| Summary: | May leak socket FDs due to potential race condition when socket timeout occurs | ||
|---|---|---|---|
| Product: | Replica Location | Reporter: | Rob S <schuler@isi.edu> |
| Component: | RLS | Assignee: | Rob S <schuler@isi.edu> |
| Status: | RESOLVED FIXED | ||
| Severity: | normal | CC: | aleks@fys.uio.no, annc@isi.edu, link@mcs.anl.gov, shishir@isi.edu |
| Priority: | P3 | ||
| Version: | 3.2.1 | ||
| Target Milestone: | --- | ||
| Hardware: | PC | ||
| OS: | Linux | ||
| Bug Depends on: | 3028 | ||
| Bug Blocks: | |||
| Attachments: |
lsof output showing increased open files
Revised lsof output showing tests after globus_xio fix |
||
Fortunately, I have recreated the bug (w/out shutting down the local power grid ;-). In the test that I ran, I have an RLS opening TCP connections to 7 other RLS services (all on a box called plato.isi.edu). By unplugging plato’s network cable, I induce the timeout. What you can see from the lsof output is that the RLS starts off with 54 open files (total), then it attempts connections to plato (some lines showing “IPv4” and “SYN_SENT” in them) then a while later those attempted connections turn into leaked files with 7 open files of “sock” (“can’t identify protocol”) open files. So after one test run, RLS open files grow from 54 to 61 (7 more) and after a second run grows to 68 (7 more).

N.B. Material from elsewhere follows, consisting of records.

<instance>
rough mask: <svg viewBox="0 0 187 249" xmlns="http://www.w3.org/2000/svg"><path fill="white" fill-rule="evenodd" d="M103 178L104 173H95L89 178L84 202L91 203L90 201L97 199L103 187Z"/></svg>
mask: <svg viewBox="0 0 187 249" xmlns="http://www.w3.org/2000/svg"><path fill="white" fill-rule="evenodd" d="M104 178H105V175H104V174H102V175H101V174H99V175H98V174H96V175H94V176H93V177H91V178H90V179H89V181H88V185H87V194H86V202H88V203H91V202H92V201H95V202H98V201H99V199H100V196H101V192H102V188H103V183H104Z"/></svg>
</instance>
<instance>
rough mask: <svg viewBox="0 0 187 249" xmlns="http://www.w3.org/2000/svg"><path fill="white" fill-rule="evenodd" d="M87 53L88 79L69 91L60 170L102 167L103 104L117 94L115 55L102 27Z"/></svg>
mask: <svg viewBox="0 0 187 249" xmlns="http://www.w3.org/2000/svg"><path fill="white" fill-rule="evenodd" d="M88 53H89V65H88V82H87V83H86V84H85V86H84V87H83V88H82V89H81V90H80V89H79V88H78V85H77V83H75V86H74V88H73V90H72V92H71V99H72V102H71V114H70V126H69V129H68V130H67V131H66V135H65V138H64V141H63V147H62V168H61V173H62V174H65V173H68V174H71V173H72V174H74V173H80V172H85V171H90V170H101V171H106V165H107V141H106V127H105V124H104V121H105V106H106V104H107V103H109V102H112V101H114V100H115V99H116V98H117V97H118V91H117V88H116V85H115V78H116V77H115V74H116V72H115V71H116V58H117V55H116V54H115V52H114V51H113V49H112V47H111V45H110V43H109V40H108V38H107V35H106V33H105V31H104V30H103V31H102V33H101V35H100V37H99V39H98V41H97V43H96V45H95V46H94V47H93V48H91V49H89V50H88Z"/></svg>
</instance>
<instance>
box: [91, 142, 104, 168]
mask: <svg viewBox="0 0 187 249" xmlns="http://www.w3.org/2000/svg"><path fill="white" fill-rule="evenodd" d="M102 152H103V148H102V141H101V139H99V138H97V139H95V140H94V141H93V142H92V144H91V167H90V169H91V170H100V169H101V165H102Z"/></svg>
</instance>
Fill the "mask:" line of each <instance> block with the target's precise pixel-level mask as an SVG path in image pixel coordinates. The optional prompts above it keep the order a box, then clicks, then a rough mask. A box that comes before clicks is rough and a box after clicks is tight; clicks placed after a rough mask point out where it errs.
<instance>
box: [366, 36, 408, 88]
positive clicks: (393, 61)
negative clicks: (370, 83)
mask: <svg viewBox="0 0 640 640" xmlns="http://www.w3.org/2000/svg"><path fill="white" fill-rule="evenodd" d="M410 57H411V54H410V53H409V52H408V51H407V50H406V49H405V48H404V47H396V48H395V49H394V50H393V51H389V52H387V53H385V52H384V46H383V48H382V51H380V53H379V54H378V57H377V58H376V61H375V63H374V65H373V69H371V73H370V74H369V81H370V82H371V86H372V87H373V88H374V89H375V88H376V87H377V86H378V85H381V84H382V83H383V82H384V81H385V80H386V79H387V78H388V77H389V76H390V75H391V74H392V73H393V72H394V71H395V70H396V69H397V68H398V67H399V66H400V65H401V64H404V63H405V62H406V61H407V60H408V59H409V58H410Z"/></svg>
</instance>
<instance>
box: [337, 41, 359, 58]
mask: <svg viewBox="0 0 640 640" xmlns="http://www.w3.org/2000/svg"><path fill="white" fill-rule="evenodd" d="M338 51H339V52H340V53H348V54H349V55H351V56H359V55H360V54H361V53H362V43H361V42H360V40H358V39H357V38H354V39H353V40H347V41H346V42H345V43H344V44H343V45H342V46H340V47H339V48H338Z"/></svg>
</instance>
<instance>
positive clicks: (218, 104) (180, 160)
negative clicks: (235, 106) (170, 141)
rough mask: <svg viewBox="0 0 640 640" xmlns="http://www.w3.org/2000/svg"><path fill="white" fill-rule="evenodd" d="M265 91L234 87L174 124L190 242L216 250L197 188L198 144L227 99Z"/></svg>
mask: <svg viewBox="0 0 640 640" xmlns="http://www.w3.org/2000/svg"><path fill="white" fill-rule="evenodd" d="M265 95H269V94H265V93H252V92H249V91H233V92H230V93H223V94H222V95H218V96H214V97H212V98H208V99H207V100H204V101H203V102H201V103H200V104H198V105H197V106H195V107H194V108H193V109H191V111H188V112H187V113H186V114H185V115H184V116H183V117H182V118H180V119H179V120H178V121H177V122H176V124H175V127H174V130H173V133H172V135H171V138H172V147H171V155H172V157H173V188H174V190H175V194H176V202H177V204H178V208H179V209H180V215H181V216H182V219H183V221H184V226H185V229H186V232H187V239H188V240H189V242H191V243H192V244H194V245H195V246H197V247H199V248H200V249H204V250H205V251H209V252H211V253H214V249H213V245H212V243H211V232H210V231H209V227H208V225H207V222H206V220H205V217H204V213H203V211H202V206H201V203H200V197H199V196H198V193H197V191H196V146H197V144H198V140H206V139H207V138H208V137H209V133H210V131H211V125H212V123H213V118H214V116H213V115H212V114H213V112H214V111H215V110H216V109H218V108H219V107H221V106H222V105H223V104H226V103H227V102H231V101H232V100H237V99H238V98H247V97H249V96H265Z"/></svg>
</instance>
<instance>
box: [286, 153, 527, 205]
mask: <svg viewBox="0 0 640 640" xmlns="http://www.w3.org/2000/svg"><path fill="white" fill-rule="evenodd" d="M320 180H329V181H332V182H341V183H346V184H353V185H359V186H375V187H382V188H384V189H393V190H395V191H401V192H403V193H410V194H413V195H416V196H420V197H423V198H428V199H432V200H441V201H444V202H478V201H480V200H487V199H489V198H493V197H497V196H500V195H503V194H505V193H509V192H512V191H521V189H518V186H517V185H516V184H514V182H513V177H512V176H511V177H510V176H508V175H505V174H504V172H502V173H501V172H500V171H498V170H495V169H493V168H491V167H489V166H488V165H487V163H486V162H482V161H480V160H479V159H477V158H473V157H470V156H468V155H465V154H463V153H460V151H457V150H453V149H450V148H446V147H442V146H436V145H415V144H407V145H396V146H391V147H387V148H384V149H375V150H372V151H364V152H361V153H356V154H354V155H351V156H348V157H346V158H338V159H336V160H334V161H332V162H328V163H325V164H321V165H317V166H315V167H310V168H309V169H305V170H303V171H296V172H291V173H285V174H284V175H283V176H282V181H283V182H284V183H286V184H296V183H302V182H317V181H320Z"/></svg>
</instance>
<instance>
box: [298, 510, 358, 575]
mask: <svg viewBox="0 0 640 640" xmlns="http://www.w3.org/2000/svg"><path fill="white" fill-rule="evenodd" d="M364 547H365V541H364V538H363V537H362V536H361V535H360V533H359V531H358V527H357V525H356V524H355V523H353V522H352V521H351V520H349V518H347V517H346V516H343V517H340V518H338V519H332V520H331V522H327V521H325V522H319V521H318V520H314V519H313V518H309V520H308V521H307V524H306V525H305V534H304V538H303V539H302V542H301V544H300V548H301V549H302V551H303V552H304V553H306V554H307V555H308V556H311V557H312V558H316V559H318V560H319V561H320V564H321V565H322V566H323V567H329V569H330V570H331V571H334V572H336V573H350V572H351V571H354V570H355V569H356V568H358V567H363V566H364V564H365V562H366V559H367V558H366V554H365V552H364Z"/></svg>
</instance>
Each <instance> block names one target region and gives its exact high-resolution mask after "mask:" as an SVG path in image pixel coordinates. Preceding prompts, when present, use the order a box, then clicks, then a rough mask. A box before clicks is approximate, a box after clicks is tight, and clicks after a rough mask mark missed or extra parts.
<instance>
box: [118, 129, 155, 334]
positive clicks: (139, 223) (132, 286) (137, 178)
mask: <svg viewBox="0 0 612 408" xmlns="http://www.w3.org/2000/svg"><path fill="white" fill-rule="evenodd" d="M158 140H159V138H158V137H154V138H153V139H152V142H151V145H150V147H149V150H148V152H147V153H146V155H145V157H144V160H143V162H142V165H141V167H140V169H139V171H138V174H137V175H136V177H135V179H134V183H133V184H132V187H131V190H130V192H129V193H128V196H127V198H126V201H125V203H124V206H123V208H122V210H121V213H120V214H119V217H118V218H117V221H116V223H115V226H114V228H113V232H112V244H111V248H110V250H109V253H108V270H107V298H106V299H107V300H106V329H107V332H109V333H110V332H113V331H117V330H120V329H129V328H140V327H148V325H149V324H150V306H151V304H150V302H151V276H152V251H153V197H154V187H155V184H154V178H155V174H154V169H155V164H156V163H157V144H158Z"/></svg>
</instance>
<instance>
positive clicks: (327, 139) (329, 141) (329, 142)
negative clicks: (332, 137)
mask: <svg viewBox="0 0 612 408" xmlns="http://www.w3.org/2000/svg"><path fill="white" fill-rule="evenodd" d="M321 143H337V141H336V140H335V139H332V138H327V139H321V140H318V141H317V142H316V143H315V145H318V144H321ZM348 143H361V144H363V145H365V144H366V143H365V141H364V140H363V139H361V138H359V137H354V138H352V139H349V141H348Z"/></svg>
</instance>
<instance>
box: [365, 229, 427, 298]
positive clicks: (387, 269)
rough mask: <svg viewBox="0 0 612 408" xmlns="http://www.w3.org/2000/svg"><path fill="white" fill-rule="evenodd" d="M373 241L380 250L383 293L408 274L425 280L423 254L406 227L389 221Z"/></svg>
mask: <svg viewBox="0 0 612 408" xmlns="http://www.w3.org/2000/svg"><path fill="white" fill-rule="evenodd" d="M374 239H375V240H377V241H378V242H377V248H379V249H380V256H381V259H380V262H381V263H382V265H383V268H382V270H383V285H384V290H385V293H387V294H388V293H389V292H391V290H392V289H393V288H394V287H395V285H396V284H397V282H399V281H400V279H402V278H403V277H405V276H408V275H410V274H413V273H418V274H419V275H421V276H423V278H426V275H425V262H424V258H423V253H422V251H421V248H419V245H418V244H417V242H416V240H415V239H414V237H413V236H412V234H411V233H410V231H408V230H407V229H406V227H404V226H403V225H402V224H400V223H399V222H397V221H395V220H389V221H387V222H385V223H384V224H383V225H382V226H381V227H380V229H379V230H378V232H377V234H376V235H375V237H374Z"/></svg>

Created an attachment (id=553) [details]
lsof output showing increased open files
Added attachment to show increased open files. Server started with 54 open
files, grew by 7 after first test, then another 7 after second test. 14 leaked
FDs after two tests. "14" comes from the fact that there are "7" offline
(unplugged!) RLS/RLI services that the RLS is trying to update.

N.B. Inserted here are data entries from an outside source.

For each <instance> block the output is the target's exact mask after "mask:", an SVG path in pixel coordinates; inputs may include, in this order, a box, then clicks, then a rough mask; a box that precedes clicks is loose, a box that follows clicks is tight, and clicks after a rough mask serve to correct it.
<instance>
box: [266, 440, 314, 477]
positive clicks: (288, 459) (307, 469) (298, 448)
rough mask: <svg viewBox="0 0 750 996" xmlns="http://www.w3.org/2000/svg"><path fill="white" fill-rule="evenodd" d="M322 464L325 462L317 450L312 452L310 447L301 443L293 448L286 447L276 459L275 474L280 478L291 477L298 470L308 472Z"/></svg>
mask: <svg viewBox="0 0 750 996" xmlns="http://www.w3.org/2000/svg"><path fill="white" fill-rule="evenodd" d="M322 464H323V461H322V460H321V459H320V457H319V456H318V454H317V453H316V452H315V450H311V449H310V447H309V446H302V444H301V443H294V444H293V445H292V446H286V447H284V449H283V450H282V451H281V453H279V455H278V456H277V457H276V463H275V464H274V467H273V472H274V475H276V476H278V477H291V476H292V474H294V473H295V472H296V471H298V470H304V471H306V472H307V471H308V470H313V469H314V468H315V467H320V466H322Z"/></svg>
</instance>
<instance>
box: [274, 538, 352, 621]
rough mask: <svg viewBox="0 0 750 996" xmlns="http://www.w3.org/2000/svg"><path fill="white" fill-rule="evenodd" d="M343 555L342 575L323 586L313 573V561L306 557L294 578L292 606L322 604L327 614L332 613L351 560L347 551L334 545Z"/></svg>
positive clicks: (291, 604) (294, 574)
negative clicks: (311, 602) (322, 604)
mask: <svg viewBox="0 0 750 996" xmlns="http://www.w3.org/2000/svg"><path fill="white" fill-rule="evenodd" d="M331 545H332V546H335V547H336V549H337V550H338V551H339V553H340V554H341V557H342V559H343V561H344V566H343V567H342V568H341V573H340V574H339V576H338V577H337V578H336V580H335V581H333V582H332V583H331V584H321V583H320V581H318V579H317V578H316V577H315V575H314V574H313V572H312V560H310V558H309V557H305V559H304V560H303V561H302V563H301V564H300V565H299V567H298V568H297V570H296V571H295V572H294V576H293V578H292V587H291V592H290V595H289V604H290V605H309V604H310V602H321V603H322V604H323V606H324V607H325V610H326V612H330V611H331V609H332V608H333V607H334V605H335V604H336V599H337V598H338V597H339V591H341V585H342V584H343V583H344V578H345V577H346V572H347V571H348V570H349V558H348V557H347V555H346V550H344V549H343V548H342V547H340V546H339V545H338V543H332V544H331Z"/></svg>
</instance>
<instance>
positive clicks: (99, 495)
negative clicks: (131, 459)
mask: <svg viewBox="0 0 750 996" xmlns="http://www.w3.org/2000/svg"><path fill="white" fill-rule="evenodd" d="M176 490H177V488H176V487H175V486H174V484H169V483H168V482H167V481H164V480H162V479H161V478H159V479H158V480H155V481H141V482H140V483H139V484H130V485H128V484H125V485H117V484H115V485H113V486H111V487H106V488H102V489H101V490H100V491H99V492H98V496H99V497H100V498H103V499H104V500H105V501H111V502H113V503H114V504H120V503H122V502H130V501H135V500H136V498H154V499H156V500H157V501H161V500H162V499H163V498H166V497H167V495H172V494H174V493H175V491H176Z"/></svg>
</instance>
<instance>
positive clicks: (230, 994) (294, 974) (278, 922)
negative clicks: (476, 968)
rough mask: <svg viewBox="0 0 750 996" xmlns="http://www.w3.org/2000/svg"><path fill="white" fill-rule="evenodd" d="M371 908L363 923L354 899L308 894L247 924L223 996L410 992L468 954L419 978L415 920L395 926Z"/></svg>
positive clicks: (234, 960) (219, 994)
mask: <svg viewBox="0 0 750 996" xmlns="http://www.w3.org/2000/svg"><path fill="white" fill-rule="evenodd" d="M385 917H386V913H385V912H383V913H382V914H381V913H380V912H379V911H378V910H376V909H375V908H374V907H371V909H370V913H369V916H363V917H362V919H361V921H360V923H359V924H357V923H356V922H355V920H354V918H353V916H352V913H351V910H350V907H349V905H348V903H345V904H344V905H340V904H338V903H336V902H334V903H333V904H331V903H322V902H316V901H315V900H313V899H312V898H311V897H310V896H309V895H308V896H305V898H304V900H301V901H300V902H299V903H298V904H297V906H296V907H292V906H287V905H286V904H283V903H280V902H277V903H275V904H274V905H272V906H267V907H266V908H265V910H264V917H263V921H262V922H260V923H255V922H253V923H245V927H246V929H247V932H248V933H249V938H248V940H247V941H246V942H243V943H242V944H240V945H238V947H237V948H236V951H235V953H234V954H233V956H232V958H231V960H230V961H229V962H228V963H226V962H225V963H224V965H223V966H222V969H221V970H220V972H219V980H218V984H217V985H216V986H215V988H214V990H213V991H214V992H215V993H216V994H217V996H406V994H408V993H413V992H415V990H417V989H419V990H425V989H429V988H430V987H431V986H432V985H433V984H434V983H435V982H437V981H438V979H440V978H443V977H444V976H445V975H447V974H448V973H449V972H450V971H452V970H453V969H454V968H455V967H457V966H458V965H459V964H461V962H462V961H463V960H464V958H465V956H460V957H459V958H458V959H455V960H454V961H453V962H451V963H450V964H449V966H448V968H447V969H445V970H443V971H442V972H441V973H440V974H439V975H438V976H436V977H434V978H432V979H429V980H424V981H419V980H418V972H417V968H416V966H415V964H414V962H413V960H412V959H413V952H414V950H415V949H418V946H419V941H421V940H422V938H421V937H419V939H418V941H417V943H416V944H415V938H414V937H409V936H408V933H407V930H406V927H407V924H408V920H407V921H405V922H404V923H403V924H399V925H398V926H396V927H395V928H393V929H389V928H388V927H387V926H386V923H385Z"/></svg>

Bug has been identified in globus xio package.
Created an attachment (id=558) [details]
Revised lsof output showing tests after globus_xio fix
Output of tests performed to confirm that the globus_xio fix successfully
resolves the issue of leaked files when running RLS.
I've confirmed that the globus_xio fix resolves our problem. See 3028 for info on the globus_xio bug and fix.